The court then found the court below had clearly erred in its interpretation of JAMS’ response to Starline’s “request for Monster Energy disclosures.” While the district court interpreted JAMS as having confirmed that the arbitrators had no ownership interest, the 9th Circuit interpreted JAMS’ response as having dodged the ownership question. The 9th Circuit criticized JAMS for “shifty reasoning” and being “evasive on the key question of whether they have something to disclose[.]” The court remanded, ordering the district court to consider how the parties could obtain from JAMS the information required by Monster Energy.

An Unusual Concurrence

All three judges (VanDyke, Gould, and Lee) joined the brief concurrence, which was written by the same judge (VanDyke) who wrote the opinion. The concurrence says Judge Friedland’s warning in her dissent — that Monster Energy was “likely to generate endless litigation over arbitrations” and undermine finality — was warranted. The concurring judges conclude by noting they “share many of the same reservations about the Monster Energy decision” and they encourage their colleagues to reconsider Monster Energy en banc.

The EHM concurrence is especially surprising given that no 9th Circuit judge even requested a vote on the original petition for en banc rehearing of Monster Energy. Now, less than two years later, it is clear that at least four judges want Monster Energy reconsidered en banc. 

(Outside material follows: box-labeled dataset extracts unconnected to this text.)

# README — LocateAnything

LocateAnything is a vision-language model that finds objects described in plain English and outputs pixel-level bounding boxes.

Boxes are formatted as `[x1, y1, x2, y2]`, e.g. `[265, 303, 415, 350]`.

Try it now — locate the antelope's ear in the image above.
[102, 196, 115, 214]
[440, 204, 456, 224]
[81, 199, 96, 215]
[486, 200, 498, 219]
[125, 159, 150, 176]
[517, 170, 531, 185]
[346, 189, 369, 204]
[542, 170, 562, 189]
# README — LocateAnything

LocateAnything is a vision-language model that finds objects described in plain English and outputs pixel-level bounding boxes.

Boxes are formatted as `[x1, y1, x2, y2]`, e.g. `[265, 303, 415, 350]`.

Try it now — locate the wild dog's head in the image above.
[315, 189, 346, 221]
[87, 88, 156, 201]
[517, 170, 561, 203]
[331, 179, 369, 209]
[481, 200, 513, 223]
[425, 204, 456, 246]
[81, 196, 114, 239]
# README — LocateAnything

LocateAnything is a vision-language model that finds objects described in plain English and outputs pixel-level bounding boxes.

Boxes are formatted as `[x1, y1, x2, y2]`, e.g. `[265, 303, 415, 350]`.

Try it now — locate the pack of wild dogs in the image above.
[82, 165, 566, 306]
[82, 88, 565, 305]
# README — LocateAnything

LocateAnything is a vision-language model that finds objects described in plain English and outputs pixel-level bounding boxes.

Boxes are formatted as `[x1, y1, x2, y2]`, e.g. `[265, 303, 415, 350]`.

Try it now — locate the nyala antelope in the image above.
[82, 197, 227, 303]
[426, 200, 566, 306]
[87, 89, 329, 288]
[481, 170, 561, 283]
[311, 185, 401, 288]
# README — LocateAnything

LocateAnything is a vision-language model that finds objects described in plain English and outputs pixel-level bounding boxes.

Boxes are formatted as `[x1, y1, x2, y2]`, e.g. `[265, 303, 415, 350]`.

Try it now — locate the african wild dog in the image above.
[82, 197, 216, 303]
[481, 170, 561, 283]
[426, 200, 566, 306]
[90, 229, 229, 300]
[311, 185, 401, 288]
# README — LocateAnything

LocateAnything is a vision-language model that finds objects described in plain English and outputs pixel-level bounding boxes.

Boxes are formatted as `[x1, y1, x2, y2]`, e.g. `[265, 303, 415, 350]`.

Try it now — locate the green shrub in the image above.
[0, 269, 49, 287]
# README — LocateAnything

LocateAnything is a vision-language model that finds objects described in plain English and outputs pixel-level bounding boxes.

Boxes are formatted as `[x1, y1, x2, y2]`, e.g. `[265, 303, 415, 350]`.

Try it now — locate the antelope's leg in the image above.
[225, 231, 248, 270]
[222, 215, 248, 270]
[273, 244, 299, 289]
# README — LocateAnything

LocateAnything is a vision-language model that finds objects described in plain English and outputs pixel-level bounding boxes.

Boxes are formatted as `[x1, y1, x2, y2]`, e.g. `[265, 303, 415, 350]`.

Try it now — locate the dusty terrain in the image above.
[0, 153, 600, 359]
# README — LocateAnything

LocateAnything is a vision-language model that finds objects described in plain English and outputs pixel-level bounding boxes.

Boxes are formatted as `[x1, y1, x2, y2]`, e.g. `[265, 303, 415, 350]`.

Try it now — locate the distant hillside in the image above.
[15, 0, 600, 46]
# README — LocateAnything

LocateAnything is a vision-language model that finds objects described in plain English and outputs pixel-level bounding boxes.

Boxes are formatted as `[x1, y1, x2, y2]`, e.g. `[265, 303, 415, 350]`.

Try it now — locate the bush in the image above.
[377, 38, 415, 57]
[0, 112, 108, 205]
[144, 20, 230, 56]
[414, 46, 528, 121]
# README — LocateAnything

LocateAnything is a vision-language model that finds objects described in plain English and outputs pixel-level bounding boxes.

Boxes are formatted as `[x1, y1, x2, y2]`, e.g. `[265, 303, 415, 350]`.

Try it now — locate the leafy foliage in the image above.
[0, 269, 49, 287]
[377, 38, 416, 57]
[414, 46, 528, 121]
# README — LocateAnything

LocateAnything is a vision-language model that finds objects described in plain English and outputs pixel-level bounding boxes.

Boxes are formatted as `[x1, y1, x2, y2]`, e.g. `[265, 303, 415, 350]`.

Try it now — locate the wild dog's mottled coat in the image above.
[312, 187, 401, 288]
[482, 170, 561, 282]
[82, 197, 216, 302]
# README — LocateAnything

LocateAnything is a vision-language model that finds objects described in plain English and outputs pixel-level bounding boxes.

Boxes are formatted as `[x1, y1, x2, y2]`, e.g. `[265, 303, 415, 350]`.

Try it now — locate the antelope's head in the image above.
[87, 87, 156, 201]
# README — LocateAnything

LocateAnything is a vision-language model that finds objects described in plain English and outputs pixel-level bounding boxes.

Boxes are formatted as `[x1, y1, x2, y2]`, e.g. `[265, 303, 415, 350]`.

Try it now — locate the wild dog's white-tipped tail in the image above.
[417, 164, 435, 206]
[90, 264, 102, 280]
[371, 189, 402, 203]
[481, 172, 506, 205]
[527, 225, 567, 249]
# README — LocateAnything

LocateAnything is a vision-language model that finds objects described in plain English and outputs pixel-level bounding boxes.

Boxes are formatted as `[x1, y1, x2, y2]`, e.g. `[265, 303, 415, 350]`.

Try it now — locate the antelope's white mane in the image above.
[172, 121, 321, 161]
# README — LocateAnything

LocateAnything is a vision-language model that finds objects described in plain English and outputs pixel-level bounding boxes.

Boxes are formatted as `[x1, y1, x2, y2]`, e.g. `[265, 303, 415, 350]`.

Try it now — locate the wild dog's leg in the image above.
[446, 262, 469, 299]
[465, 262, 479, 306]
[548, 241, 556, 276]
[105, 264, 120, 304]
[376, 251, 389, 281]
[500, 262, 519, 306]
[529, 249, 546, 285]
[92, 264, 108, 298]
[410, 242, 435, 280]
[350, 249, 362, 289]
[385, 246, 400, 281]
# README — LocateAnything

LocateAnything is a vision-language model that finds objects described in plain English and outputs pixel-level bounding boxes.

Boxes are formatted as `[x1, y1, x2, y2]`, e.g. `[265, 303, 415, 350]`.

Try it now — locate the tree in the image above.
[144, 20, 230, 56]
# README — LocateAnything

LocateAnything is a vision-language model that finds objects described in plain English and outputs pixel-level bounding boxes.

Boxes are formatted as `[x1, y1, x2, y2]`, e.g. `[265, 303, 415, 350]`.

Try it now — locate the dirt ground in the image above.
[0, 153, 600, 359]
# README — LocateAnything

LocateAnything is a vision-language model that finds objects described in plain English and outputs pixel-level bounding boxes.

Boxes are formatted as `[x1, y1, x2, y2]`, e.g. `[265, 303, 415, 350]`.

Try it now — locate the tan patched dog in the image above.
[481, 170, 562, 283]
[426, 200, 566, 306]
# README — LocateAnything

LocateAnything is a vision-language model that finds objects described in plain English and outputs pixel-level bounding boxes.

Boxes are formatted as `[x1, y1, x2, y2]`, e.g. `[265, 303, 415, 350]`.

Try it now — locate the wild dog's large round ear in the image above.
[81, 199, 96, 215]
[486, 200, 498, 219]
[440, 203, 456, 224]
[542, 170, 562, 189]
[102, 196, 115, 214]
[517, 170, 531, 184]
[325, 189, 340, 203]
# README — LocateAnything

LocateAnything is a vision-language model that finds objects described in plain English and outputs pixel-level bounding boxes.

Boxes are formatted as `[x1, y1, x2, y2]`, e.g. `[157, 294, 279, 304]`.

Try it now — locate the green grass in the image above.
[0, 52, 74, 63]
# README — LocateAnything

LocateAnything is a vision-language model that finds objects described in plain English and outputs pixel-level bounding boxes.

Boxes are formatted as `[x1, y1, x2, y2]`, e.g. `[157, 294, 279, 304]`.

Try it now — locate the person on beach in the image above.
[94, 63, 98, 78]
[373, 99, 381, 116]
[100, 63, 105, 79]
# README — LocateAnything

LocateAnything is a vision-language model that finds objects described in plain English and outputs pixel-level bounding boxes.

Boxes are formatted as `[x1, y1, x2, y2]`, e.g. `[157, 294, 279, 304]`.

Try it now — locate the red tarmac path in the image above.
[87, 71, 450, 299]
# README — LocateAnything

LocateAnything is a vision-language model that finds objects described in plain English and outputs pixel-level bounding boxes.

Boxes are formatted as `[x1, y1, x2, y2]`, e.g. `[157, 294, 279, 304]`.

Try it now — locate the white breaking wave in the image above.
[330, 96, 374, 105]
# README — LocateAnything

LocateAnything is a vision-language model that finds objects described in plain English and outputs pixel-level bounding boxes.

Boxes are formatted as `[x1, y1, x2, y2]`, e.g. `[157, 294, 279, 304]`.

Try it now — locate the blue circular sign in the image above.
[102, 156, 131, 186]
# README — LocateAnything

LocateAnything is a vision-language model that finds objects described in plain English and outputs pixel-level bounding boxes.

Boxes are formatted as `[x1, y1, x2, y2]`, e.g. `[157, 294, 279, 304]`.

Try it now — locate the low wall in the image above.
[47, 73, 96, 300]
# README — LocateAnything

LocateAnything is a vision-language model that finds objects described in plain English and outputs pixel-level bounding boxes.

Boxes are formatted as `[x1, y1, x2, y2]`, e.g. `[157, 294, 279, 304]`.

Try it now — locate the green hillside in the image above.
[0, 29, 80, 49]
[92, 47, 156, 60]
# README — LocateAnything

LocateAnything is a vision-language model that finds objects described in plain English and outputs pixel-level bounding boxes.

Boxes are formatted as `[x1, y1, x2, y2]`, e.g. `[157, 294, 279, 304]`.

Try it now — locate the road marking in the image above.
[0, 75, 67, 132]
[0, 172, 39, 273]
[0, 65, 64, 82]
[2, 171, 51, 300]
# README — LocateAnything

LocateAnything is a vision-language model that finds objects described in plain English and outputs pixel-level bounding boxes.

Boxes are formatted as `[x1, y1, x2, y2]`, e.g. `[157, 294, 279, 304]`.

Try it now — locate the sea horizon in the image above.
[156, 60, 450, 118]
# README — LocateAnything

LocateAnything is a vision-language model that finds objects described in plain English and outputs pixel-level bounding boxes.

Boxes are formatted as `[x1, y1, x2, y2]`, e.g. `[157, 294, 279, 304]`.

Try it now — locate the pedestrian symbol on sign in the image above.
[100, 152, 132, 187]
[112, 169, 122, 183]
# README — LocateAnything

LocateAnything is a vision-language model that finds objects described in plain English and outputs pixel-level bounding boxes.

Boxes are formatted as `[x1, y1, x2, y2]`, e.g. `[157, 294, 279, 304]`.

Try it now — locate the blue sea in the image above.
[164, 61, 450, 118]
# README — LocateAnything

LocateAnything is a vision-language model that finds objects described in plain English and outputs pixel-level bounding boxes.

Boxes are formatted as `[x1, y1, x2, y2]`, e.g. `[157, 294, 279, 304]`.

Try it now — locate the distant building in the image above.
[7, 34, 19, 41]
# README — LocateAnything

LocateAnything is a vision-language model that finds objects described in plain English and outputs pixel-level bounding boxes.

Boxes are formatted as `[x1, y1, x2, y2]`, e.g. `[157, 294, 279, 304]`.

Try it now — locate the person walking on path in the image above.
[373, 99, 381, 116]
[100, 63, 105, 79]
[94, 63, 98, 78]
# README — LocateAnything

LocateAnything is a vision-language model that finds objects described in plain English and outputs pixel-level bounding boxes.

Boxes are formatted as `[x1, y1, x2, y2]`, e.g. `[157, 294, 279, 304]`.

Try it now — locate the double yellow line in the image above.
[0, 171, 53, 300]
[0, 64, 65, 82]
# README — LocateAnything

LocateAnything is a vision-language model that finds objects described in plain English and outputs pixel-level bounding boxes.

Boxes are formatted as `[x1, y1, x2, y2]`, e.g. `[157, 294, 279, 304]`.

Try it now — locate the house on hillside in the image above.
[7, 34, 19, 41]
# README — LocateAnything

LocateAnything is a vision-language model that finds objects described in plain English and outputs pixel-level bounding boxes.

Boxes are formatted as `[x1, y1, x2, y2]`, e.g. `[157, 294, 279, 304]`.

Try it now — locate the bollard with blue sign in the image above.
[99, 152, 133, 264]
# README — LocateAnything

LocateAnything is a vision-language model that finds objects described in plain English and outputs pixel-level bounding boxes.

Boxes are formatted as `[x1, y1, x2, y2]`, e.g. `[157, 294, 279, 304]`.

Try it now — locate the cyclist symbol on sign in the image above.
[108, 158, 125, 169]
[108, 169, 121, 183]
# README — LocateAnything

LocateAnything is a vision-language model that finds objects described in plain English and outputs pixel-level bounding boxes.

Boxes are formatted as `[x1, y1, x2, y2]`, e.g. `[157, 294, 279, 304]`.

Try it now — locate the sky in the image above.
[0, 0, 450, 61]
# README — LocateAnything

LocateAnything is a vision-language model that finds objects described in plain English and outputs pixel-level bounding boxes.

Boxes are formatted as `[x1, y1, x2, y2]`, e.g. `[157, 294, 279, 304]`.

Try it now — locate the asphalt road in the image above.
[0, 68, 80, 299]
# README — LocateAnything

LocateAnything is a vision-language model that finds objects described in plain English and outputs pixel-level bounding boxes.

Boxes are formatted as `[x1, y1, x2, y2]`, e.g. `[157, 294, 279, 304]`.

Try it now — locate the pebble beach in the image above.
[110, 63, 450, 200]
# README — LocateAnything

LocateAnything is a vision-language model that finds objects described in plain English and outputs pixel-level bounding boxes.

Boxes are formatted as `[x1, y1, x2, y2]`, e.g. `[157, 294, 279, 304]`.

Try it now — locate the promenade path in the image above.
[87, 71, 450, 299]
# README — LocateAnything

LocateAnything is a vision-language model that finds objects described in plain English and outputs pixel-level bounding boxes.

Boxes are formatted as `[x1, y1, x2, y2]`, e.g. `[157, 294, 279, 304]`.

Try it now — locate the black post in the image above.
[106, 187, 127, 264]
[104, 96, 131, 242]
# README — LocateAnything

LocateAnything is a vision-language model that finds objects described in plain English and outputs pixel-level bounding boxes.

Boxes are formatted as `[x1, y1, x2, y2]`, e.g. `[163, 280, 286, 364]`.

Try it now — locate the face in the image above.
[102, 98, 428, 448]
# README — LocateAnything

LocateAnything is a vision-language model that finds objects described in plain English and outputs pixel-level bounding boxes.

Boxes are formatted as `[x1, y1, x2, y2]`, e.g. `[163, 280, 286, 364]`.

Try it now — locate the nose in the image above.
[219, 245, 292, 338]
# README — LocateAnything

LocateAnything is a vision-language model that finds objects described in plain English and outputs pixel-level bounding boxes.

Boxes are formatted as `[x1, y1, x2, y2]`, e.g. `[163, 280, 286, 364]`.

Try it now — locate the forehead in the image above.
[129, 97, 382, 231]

Pros and Cons: Finality and Repeat Player Bias

The Monster Energy and EHM decisions highlight two issues of particular importance to arbitration: finality (an oft-cited advantage of arbitration over litigation) and repeat player bias (a oft-cited criticism of arbitration).

In her Monster Energy dissent, Judge Friedland opined that repeat player bias is inherent in arbitration, and everyone should know it. Parties that choose to give up Article III protections “can ask no more impartiality than inheres in the method they have chosen.” In arbitration, the parties have opted for a method where the deciders “are hired and paid by the parties” (instead of the government), who “have an economic stake in cultivating repeat customers,” and who “have an interest in not causing the [arbitration] firm to lose its top clients.” In other words, a repeat-player bias, “even if distressing, is an inevitable result of the structure of the industry.”

In Monster Energy, the arbitrator did disclose that he had a financial interest in JAMS’ success, and the potential partiality that the arbitrator might have in favor of repeat-player Monster Energy was, in Friedland’s view, “obvious.” A more specific disclosure of the exact nature of that financial interest would not have made a “material difference” in evaluating potential bias. For Judge Friedland, requiring disclosures about “the elephant that everyone knows is in the room” will not eliminate the potential for repeat player bias, but “will only cause many arbitrations to be re-done, and endless litigation over how many repeated arbitrations there will be.”

It is unclear whether the EHM panel shares Judge Friedland’s critique of “disparities” and potential for bias in arbitration, but they clearly share her concern that Monster Energy will undermine one of arbitration’s key advantages: finality. More litigation over Monster Energy — in district courts and the 9th Circuit — is assured.